Presque partout on assigne aux Juifs des quartiers où ils n'ont la liberté de s'étendre qu'en hauteur. Cet usage admet peu d'exceptions, surtout en Italie, où plusieurs villes les enferment tous les soirs dans le ghetto. Isoler ainsi les Juifs, c'est alimenter la haine des chrétiens, en lui montrant son objet d'une manière plus précise. D'ailleurs c'est dans ces tristes réduits que fermente sans cesse un air pestilentiel, et très propre à répandre, ou même à causer des épidémies; c'est là que les Juifs sont toujours un peuple à part, un état dans l'Etat; c'est là qu'ils concentrent leurs préjugés; ces préjugés s'enracinent d'autant plus, qu'ils sont soutenus par l'exemple et l'enthousiasme, car l'enthousiasme et l'exemple agissent par le rapprochement des individus. Lorsque ensuite on veut détromper un peuple égaré par ces deux voies, on a meilleur compte à le prendre en détail qu'à travailler sur une quantité réunie.

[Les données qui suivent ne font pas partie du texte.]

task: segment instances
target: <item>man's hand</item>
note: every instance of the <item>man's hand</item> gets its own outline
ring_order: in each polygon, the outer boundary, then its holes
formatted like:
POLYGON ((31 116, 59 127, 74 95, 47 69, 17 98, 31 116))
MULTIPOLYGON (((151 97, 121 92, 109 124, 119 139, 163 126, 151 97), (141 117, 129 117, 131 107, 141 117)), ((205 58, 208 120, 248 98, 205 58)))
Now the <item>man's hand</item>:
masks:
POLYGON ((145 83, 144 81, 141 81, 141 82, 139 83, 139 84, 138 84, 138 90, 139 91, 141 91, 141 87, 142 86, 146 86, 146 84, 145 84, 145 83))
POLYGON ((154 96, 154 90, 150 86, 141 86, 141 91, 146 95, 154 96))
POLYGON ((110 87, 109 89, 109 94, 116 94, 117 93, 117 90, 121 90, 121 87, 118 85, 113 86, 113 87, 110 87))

La conséquence à inférer de cet article est d'accorder aux Juifs la liberté de s'établir indistinctement dans tout le royaume.
Donnons-leur des relations permanentes avec tous les citoyens, et bientôt une douce sensibilité les attachera à tout ce qui les entoure.

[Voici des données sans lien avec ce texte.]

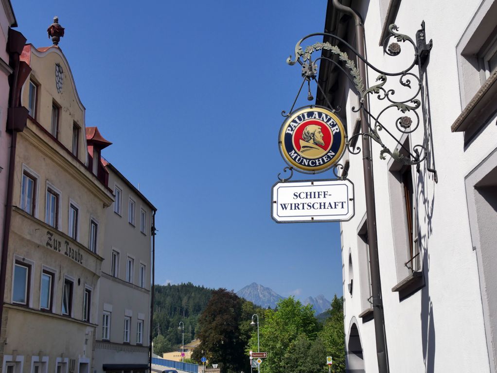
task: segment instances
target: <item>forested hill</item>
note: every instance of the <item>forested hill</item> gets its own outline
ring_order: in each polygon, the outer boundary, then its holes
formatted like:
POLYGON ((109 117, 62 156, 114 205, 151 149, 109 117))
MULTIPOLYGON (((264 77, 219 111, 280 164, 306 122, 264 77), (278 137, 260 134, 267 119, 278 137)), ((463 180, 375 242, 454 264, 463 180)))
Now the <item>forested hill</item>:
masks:
POLYGON ((184 324, 185 344, 195 338, 198 318, 211 298, 212 291, 190 282, 156 285, 152 335, 157 349, 172 351, 181 345, 181 330, 178 329, 180 321, 184 324), (159 334, 161 337, 156 338, 159 334))

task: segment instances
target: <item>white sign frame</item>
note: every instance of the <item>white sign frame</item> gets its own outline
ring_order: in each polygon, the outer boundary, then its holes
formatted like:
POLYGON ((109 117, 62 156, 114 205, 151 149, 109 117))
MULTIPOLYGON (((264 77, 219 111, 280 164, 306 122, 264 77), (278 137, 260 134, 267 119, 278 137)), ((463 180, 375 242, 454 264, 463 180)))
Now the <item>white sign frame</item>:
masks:
POLYGON ((271 217, 277 223, 348 222, 355 215, 355 202, 354 184, 348 179, 278 181, 271 189, 271 217), (326 205, 316 204, 320 203, 326 205), (322 210, 330 213, 316 213, 316 209, 293 209, 302 206, 324 206, 322 210))

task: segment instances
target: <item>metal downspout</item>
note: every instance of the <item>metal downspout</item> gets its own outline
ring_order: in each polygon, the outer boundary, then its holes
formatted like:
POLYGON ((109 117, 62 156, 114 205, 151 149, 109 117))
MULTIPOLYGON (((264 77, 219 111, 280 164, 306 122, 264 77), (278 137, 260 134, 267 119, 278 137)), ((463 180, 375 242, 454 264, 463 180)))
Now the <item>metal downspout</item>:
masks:
MULTIPOLYGON (((366 47, 364 24, 360 17, 351 8, 342 5, 338 0, 333 0, 333 6, 339 11, 349 14, 355 22, 356 47, 362 56, 366 56, 366 47)), ((357 67, 361 78, 367 88, 366 64, 357 59, 357 67)), ((367 101, 363 103, 368 108, 367 101)), ((361 132, 367 133, 369 128, 366 121, 363 110, 360 111, 361 132)), ((362 164, 364 176, 364 188, 366 194, 366 219, 367 219, 368 238, 369 247, 370 268, 371 275, 373 315, 374 318, 375 337, 376 342, 376 357, 378 360, 379 373, 388 373, 388 355, 386 348, 385 333, 385 316, 381 296, 381 280, 380 276, 380 264, 378 260, 378 236, 376 232, 376 206, 374 198, 374 183, 373 180, 373 159, 371 158, 371 143, 369 138, 362 136, 362 164)))
POLYGON ((155 293, 155 214, 157 210, 154 210, 152 214, 152 284, 150 297, 150 322, 149 326, 149 369, 150 373, 152 372, 152 325, 154 322, 154 301, 155 293))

Mais il est une observation qui se place naturellement ici. Les Juifs de Metz ont beaucoup de dettes. La liberté indéfinie de s'établir ailleurs diminuera infailliblement cette communauté. Serait-il juste que la masse des dettes tombât sur ceux qui resteraient ? Non ; tous sont solidaires, et sans doute votre sagesse soumettra au paiement de leur quote-part les émigrants du quartier.

Des Juifs soldats

Qu'on ne soit pas surpris si d'un Juif je veux en faire un soldat. Ceux de Paris et de Bordeaux sont entrés avec empressement dans la milice bourgeoise, plusieurs même ont été élevés au grade de capitaine. Ne croyons pas qu'ils dussent se refuser longtemps à manœuvrer le jour du Sabbat. Déjà dans le Talmud et dans Maimonides, l'aigle de leurs docteurs, on a trouvé deux passages qui le permettent formellement, et les journalistes juifs de Berlin se sont empressés de tranquilliser sur cet article la conscience de leurs frères enrôlés par l'Empereur au nombre d'environ trois mille.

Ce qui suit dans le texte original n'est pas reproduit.